Kestra’s API is treated as a first-class citizen, meaning that it integrates well with other tools and systems. In other words, Kestra has been designed to be language-agnostic thanks to YAML usage for orchestration and the ability to change workflows and create tasks using Kestra’s API.
And the reason why Kestra is bringing the infrastructure-as-code model to data orchestration is because the startup thinks data management should be handled by all engineers and business users instead of a specific team of data engineers.
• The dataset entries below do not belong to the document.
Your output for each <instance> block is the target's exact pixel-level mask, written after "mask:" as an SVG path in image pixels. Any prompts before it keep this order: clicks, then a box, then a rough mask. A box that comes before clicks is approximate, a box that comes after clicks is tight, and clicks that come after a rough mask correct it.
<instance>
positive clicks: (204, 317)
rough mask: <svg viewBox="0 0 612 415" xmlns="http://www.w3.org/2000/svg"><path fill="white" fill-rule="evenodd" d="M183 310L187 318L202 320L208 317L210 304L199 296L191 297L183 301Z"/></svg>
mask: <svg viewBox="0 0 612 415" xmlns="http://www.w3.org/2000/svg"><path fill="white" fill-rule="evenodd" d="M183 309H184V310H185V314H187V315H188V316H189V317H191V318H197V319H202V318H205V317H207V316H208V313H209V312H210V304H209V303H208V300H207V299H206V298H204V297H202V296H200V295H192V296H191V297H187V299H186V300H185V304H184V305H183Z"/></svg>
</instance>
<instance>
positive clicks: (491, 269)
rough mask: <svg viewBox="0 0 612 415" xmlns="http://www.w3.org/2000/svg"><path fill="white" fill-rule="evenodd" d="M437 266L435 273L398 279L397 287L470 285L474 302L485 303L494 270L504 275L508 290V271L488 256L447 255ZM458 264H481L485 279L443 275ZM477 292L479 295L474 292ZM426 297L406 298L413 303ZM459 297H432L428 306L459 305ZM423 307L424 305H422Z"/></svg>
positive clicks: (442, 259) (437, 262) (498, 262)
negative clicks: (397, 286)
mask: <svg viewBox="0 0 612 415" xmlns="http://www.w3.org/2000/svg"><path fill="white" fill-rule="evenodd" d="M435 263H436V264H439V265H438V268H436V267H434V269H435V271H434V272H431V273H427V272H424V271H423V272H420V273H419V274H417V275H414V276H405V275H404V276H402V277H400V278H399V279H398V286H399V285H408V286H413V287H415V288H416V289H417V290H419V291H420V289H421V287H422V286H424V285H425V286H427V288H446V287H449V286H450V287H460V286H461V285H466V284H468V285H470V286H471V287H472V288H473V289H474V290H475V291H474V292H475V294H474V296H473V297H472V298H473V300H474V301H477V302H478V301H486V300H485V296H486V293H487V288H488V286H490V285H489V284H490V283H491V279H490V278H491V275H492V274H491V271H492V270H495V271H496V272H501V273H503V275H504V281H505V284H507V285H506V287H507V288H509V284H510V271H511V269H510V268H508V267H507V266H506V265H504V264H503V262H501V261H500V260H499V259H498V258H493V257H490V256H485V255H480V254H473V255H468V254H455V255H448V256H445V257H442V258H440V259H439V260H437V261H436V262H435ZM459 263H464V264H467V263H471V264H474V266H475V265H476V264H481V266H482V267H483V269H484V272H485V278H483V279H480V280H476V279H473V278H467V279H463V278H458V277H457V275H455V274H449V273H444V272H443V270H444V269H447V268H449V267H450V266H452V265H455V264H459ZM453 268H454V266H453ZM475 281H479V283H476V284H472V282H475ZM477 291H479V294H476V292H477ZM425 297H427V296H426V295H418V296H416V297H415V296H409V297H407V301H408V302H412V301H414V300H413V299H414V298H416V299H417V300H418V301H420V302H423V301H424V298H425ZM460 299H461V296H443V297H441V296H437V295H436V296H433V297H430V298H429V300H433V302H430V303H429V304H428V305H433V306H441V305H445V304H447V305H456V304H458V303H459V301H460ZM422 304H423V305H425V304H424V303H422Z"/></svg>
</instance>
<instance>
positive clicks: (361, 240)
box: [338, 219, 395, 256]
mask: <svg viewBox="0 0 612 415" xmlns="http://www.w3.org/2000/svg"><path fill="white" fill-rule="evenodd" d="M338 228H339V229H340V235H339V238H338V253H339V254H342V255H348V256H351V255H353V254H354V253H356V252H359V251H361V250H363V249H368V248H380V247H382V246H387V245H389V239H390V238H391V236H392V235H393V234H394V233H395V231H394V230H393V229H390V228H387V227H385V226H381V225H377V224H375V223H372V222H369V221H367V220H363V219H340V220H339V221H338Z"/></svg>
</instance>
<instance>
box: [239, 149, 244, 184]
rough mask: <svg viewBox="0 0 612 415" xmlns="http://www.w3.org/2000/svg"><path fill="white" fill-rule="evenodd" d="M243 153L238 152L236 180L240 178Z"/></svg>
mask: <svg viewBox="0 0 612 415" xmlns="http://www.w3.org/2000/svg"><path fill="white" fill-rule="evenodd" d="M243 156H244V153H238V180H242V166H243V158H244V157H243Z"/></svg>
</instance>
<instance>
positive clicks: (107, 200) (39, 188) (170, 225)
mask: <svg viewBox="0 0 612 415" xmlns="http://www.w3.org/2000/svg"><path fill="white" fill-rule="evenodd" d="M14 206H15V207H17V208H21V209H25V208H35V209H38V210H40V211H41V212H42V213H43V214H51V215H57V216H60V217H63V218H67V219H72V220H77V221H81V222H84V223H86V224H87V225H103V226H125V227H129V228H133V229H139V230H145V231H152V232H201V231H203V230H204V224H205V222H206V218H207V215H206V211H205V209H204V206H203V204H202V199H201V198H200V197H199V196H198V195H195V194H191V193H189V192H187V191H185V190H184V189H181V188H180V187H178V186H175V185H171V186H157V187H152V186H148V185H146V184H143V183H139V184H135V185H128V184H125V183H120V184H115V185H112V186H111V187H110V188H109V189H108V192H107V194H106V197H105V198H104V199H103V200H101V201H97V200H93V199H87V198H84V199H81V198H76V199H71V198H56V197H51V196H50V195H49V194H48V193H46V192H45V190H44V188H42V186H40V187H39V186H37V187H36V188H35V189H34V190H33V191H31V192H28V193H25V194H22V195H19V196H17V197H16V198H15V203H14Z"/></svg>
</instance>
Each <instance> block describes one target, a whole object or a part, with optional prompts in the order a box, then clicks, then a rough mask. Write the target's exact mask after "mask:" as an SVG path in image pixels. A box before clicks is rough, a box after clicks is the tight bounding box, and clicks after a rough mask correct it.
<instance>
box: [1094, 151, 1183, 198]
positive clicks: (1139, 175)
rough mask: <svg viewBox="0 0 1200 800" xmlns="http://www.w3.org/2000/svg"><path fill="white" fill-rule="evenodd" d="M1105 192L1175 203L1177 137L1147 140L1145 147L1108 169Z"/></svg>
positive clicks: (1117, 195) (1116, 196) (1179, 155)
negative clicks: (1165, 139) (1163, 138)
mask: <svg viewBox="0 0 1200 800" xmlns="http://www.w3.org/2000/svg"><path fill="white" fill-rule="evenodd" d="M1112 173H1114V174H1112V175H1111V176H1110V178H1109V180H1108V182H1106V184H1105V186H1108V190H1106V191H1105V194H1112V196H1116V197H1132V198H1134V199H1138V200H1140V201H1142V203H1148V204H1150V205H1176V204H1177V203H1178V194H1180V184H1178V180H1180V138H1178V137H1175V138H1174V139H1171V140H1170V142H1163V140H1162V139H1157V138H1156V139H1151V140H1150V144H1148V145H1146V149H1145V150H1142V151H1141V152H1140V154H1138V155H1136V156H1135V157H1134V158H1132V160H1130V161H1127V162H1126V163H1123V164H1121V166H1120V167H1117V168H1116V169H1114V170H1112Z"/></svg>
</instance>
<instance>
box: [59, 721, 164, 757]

On top of this opinionated approach, Kestra has a solid library of integrations with official plugins for major cloud providers (AWS, Azure and Google Cloud), data warehouses (Snowflake and BigQuery), dbt for data transformation, Airbyte for data integration, and more.
Kestra also has a user interface that makes it easy to create scheduled and event-driven workflows (“if this happens, do that”). With this UI, business users can also rely on Kestra to create SQL queries and build internal tools for internal reporting.
Originally from France and co-founded by Emmanuel Darras and Ludovic Dehon, Kestra has raised $3 million in a seed round co-led by ISAI and Axeleo Capital. Several angel investors also participated in the round, such as Olivier Pomel from Datadog, Stan Christians from Collibra, Pierre Burgy from Strapi and Olivier Bonnet from BlaBlaCar.
In addition to the open-source orchestrator, Kestra also has an enterprise edition and several big clients relying on Kestra to handle millions of orchestration events per month, such as Leroy Merlin, Huawei, Acxiom, Tencent, Gorgias, Sophia Genetics and Decathlon.
Kestra’s end goal is to create an orchestration tool that can be used for all orchestration needs — not just data orchestration. Many companies end up creating speficic teams specialized on data orchestration, microservice orchestration, infrastructure and more. Kestra wants to build a single platform that can be used in a versatile way by everyone working on those tasks.